Un concept qui plaît, puisque la première commande est passée le même mois: dans le cadre d’un mandat d’entrepreneur total, 41 appartements MOVEment sont commandés pour le complexe immobilier The Jay, à Adliswil. Ces logements devraient être prêts à accueillir leurs occupants en automne 2019. D’ici là, avec le soutien de l’expert en innovation et technologie Zühlke, MOVEment sera développé pour pouvoir être produit en série. Un architecte d’intérieur s’occupe du design des modules d’un blanc neutre. Peu après le dépôt de tous les brevets, les investisseurs du projet Claraturm près de la Messeplatz de Bâle ont également opté pour le concept d’aménagement MOVEment.

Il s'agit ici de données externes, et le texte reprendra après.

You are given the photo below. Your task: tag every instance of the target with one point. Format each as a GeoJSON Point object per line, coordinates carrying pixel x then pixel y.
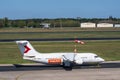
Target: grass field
{"type": "Point", "coordinates": [109, 50]}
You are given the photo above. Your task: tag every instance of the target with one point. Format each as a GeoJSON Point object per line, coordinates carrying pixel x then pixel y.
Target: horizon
{"type": "Point", "coordinates": [52, 9]}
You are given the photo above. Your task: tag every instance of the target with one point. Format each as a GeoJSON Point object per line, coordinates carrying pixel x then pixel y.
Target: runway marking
{"type": "Point", "coordinates": [22, 74]}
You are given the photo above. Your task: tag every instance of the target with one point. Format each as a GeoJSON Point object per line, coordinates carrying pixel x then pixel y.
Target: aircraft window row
{"type": "Point", "coordinates": [96, 56]}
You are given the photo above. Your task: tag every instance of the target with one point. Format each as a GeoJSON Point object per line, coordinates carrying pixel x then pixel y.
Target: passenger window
{"type": "Point", "coordinates": [96, 56]}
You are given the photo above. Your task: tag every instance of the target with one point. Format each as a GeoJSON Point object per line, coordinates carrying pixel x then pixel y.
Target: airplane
{"type": "Point", "coordinates": [67, 60]}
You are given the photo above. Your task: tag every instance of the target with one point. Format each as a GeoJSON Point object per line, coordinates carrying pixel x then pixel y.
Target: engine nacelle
{"type": "Point", "coordinates": [78, 59]}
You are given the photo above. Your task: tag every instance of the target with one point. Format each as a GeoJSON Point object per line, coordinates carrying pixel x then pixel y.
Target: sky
{"type": "Point", "coordinates": [24, 9]}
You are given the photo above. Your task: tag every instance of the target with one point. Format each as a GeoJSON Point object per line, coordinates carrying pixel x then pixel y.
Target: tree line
{"type": "Point", "coordinates": [58, 22]}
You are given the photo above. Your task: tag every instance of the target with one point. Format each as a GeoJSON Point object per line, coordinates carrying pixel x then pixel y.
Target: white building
{"type": "Point", "coordinates": [117, 25]}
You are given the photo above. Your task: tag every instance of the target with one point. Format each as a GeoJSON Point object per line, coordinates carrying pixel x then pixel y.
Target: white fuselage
{"type": "Point", "coordinates": [66, 59]}
{"type": "Point", "coordinates": [57, 58]}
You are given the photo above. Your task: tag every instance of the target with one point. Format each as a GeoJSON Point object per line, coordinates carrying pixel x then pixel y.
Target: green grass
{"type": "Point", "coordinates": [109, 50]}
{"type": "Point", "coordinates": [83, 34]}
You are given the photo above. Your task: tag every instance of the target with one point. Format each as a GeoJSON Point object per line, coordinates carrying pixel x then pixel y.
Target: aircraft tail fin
{"type": "Point", "coordinates": [26, 48]}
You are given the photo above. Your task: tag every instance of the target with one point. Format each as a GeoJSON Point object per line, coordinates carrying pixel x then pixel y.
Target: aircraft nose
{"type": "Point", "coordinates": [101, 60]}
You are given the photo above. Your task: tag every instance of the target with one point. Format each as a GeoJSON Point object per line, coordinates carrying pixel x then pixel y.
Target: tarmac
{"type": "Point", "coordinates": [107, 71]}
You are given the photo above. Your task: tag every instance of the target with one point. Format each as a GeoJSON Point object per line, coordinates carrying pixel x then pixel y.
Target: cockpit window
{"type": "Point", "coordinates": [96, 56]}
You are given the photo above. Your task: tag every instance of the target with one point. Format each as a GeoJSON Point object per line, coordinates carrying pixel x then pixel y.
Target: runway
{"type": "Point", "coordinates": [108, 71]}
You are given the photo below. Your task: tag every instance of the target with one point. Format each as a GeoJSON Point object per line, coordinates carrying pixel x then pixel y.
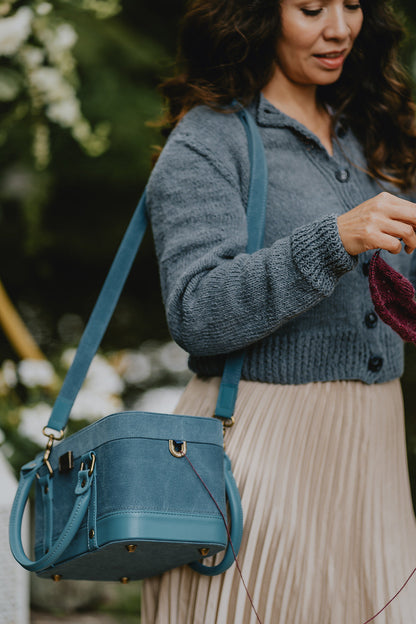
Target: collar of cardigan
{"type": "Point", "coordinates": [268, 116]}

MOVEment – un concept d’habitation unique
Alex Valsecchi, directeur Business Development chez Halter et responsable du développement du produit, tire un bilan intermédiaire du projet: «MOVEment est un exemple parfait de la complexité liée au développement de nouvelles formes d’habitation pour les centres-villes offrant un espace limité. Il faut énormément de savoir-faire pour concrétiser un tel projet.» Bien que le projet soit un succès jusqu’ici, la réalisation de MOVEment a demandé beaucoup de persévérance. Et le projet n’a pas manqué de réserver de nombreuses surprises. Le développement de ce concept d’habitation unique en Suisse devrait se poursuivre dans les années à venir. Le premier appartement témoin MOVEment a été achevé en mars 2019 dans le complexe The Jay, à Adliswil.

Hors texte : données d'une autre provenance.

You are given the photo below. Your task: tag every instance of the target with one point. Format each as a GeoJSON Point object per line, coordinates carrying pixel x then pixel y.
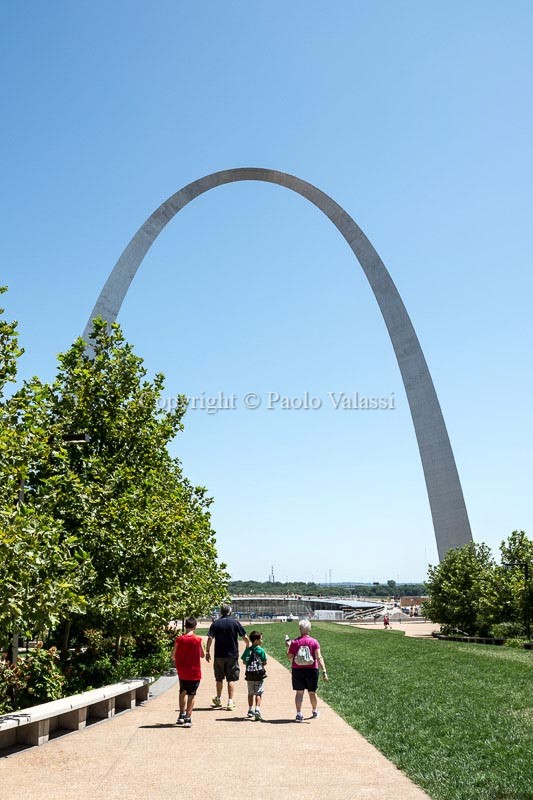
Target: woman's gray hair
{"type": "Point", "coordinates": [305, 626]}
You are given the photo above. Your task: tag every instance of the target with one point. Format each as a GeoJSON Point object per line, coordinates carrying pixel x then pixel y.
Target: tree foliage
{"type": "Point", "coordinates": [107, 534]}
{"type": "Point", "coordinates": [469, 591]}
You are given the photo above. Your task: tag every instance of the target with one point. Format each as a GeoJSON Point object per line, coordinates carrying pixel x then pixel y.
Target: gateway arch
{"type": "Point", "coordinates": [448, 510]}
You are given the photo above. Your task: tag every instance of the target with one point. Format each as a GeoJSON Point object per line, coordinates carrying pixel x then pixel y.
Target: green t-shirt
{"type": "Point", "coordinates": [259, 650]}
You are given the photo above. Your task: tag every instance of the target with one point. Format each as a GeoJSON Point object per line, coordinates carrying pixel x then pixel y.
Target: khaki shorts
{"type": "Point", "coordinates": [226, 668]}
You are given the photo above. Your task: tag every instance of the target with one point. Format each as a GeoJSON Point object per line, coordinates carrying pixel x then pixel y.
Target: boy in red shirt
{"type": "Point", "coordinates": [187, 654]}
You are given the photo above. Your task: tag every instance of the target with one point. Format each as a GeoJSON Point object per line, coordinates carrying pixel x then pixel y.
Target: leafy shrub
{"type": "Point", "coordinates": [514, 643]}
{"type": "Point", "coordinates": [35, 679]}
{"type": "Point", "coordinates": [41, 677]}
{"type": "Point", "coordinates": [96, 662]}
{"type": "Point", "coordinates": [507, 630]}
{"type": "Point", "coordinates": [10, 686]}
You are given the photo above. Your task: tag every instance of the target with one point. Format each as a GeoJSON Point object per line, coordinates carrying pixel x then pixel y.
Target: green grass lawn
{"type": "Point", "coordinates": [456, 718]}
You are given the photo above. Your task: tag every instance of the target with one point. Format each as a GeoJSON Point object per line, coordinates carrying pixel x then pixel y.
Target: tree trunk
{"type": "Point", "coordinates": [65, 641]}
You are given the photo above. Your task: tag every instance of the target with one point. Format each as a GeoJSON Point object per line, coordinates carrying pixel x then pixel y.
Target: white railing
{"type": "Point", "coordinates": [33, 726]}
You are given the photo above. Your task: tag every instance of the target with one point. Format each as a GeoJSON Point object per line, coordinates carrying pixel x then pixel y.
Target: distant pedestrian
{"type": "Point", "coordinates": [305, 656]}
{"type": "Point", "coordinates": [255, 660]}
{"type": "Point", "coordinates": [225, 631]}
{"type": "Point", "coordinates": [187, 654]}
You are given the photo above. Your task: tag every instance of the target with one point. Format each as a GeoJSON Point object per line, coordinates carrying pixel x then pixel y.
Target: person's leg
{"type": "Point", "coordinates": [190, 703]}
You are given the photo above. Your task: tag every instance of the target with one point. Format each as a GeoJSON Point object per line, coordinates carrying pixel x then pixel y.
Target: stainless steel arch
{"type": "Point", "coordinates": [450, 518]}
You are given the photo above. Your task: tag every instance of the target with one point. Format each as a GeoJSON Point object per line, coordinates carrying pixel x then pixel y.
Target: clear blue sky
{"type": "Point", "coordinates": [417, 118]}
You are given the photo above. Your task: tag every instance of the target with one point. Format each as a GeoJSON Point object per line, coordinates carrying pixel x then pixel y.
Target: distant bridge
{"type": "Point", "coordinates": [252, 605]}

Halter s’est fixée comme objectif d’installer chaque année jusqu’à 300 unités MOVEment dans ses propres projets de développement et dans les projets de ses mandants. D’ici 2045, 7 200 microappartements supplémentaires devraient ainsi arriver sur le marché immobilier. Un objectif audacieux, même si, d’après l’Office fédéral de la statistique, cela ne suffira en aucun cas à satisfaire la demande prévue.